After the heady 1990s, during which democracy flourished in the wake of the end of the Cold War, we have seen two decades of democratic regression.
According to Freedom House, which has tracked the health of democracy since 1972, by 2026 Africa had experienced 13 consecutive years of decline in democracy, with a rise in military coups, non-competitive elections, restrictions on civic space and weakened democratic institutions. In continental southern Africa, only South Africa, Malawi, Namibia, Botswana and Lesotho are considered “free”, with Mozambique and Zambia “partly free”. The remainder, including key states such as Angola, Zimbabwe, Tanzania and the Democratic Republic of Congo, are all in the “not free” category.
A total of 54 countries worldwide experienced regression in their political rights and civil liberties during 2025. Against this, 35 countries registered improvements. Guinea-Bissau, Tanzania, Burkina Faso, Madagascar and El Salvador had the largest score declines, while Syria, Sri Lanka, Bolivia and Gabon recorded the largest gains. Three countries – Bolivia, Fiji and Malawi – improved from “partly free” to “free” status thanks to competitive elections, growing judicial independence and the strengthening of the rule of law.
Of the 210 countries and territories surveyed, “not free” countries increased in 2025 to 59 – up from 45 in 2005 – primarily at the expense of “partly free” nations. The share of “free” countries remains stable at about 45% worldwide, but is at less than 20% across Africa.
Repression in Tanzania
Tanzania suffered an election abomination in October 2025. President Samia Suluhu Hassan of the ruling Chama Cha Mapinduzi (CCM) was declared the winner with an unbelievable 98% of the vote as thousands of protesters were killed by security forces.

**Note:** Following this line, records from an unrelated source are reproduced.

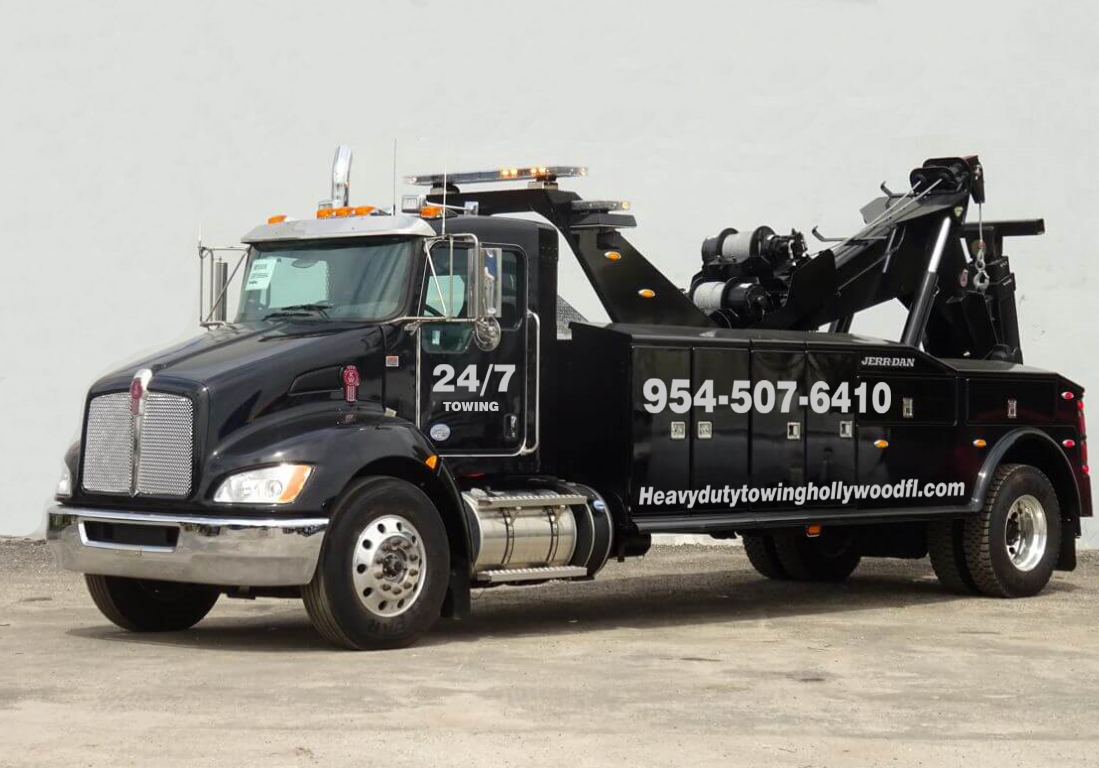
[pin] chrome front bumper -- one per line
(231, 552)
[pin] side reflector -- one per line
(351, 381)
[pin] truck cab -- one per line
(395, 415)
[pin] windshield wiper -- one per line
(301, 311)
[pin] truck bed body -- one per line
(944, 419)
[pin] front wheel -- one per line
(147, 605)
(1011, 547)
(384, 567)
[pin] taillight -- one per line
(1084, 436)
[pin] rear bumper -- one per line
(231, 552)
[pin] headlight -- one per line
(65, 485)
(267, 486)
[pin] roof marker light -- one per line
(600, 206)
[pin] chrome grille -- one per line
(165, 452)
(165, 449)
(108, 452)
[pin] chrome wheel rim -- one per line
(1025, 533)
(389, 566)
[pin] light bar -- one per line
(417, 203)
(600, 206)
(544, 173)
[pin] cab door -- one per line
(473, 398)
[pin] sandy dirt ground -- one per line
(684, 658)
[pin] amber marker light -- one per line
(295, 483)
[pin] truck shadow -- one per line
(631, 602)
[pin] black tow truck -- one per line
(403, 410)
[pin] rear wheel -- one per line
(1011, 547)
(384, 567)
(146, 605)
(946, 548)
(831, 556)
(762, 555)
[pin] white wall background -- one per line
(125, 126)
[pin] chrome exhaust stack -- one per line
(341, 179)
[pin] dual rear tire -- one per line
(1011, 547)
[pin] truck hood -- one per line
(241, 373)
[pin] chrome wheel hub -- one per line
(389, 566)
(1025, 533)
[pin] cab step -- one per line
(510, 575)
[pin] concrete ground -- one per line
(683, 658)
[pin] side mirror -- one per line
(489, 265)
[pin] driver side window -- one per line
(446, 297)
(446, 285)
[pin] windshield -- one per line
(328, 280)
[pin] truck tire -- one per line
(830, 557)
(762, 555)
(1011, 546)
(146, 605)
(384, 567)
(946, 548)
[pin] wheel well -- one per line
(411, 470)
(1045, 456)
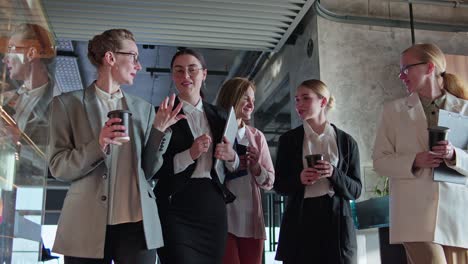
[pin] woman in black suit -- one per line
(317, 226)
(190, 195)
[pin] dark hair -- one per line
(192, 52)
(232, 91)
(109, 40)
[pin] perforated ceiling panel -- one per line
(262, 25)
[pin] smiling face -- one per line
(245, 106)
(15, 60)
(125, 67)
(308, 104)
(188, 76)
(413, 72)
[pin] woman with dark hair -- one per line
(428, 217)
(109, 213)
(317, 226)
(246, 227)
(191, 198)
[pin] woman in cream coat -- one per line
(428, 217)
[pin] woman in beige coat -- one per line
(428, 217)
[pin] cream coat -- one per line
(420, 209)
(76, 157)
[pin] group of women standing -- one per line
(184, 138)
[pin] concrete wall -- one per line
(360, 64)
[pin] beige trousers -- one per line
(431, 253)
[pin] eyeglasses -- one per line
(135, 56)
(191, 70)
(405, 69)
(13, 49)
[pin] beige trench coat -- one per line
(420, 209)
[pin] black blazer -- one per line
(182, 139)
(346, 182)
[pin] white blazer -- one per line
(421, 210)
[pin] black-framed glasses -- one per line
(181, 71)
(135, 56)
(404, 70)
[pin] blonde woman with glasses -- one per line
(428, 217)
(110, 212)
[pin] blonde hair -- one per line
(109, 40)
(321, 89)
(232, 91)
(40, 38)
(428, 52)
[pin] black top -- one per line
(182, 139)
(346, 182)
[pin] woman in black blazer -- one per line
(190, 196)
(317, 226)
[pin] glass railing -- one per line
(27, 50)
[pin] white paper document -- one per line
(230, 132)
(458, 136)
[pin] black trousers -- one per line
(194, 225)
(125, 244)
(318, 242)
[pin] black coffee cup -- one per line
(124, 115)
(437, 134)
(312, 159)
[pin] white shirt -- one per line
(325, 144)
(196, 119)
(198, 124)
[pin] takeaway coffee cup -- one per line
(124, 115)
(312, 159)
(437, 134)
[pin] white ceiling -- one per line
(256, 25)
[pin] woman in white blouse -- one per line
(246, 227)
(317, 226)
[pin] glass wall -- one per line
(28, 53)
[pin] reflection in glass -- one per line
(26, 90)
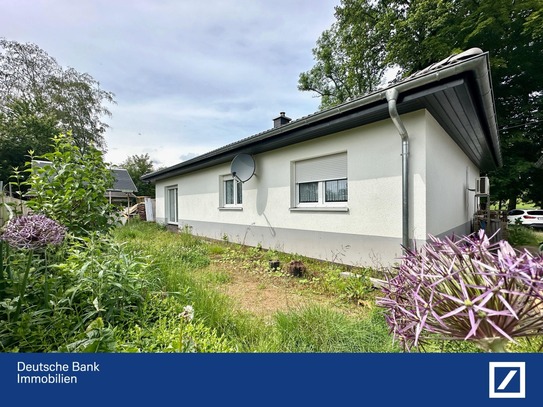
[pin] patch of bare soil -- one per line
(264, 294)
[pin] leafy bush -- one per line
(61, 296)
(165, 326)
(467, 289)
(71, 187)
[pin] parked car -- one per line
(527, 217)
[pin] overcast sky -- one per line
(188, 76)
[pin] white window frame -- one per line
(337, 164)
(236, 204)
(168, 203)
(321, 196)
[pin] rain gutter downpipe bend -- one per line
(392, 98)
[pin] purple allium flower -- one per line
(467, 289)
(33, 232)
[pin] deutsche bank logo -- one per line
(507, 380)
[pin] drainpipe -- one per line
(392, 97)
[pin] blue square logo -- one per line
(507, 379)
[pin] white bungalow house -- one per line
(353, 183)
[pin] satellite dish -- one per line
(243, 167)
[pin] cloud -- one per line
(188, 76)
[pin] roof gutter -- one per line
(392, 98)
(469, 60)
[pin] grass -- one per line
(193, 270)
(519, 235)
(324, 312)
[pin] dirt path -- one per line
(264, 294)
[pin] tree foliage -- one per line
(39, 99)
(138, 165)
(412, 34)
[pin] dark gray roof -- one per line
(123, 181)
(456, 91)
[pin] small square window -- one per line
(232, 192)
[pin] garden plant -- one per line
(465, 289)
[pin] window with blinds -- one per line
(232, 192)
(321, 181)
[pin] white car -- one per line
(527, 217)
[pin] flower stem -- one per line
(22, 288)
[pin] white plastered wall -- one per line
(373, 223)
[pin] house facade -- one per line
(353, 184)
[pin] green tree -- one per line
(412, 34)
(138, 165)
(39, 99)
(23, 128)
(71, 187)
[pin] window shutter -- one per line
(322, 168)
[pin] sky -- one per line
(188, 76)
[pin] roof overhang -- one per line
(458, 95)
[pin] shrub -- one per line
(71, 188)
(467, 289)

Unsurprisingly, Tanzania’s political freedom score is 28/100, just above Zimbabwe (25) and below autocratic Uganda (33). Tanzania has, in the past two years, suffered a significant decline in freedoms, including forced disappearances of political activists, police brutality against protesters and the disenfranchisement of Maasai communities.
The 2025 election continued this trend of rising repression, intimidation and severe constraints on political opposition and civic space with the banning of the opposition Chadema movement and the imprisonment of its leader, Tundu Lissu, on treason charges.
The election was widely condemned by international and regional observers as failing to meet democratic norms and standards, including those who routinely step out in support of African elections, no matter the quality.
The Thabo Mbeki Foundation said: “Following the succession of negative events that led to the tragic loss of life, the Election Observer Missions (EOMs) of our regional and continental organisations, [the Southern African Development Community, SADC] and the AU, have made distressing determinations regarding the conduct of the election.
“Collectively,” read its statement, “the EOMs concluded that the General Election fell short of the Principles and Guidelines Governing Democratic Elections of both SADC and the AU, as well as international standards. As the SADC EOM stated, the Tanzanian voters were unable to freely express their democratic will.
“Consequently, both the SADC and AU observers assert that the Presidential and Parliamentary results announced by the Independent National Electoral Commission (INEC) are not a true reflection of the will of the Tanzanian people.
“This leads to the deeply troubling conclusion that the United Republic of Tanzania currently lacks a legitimate government,” the foundation concludes, “suggesting instead that the current administration has been imposed upon the people through a combination of force and fraudulent means. This situation is exacerbated by persistent, disturbing reports of systematic violence against opponents of the CCM, including abductions and murders.”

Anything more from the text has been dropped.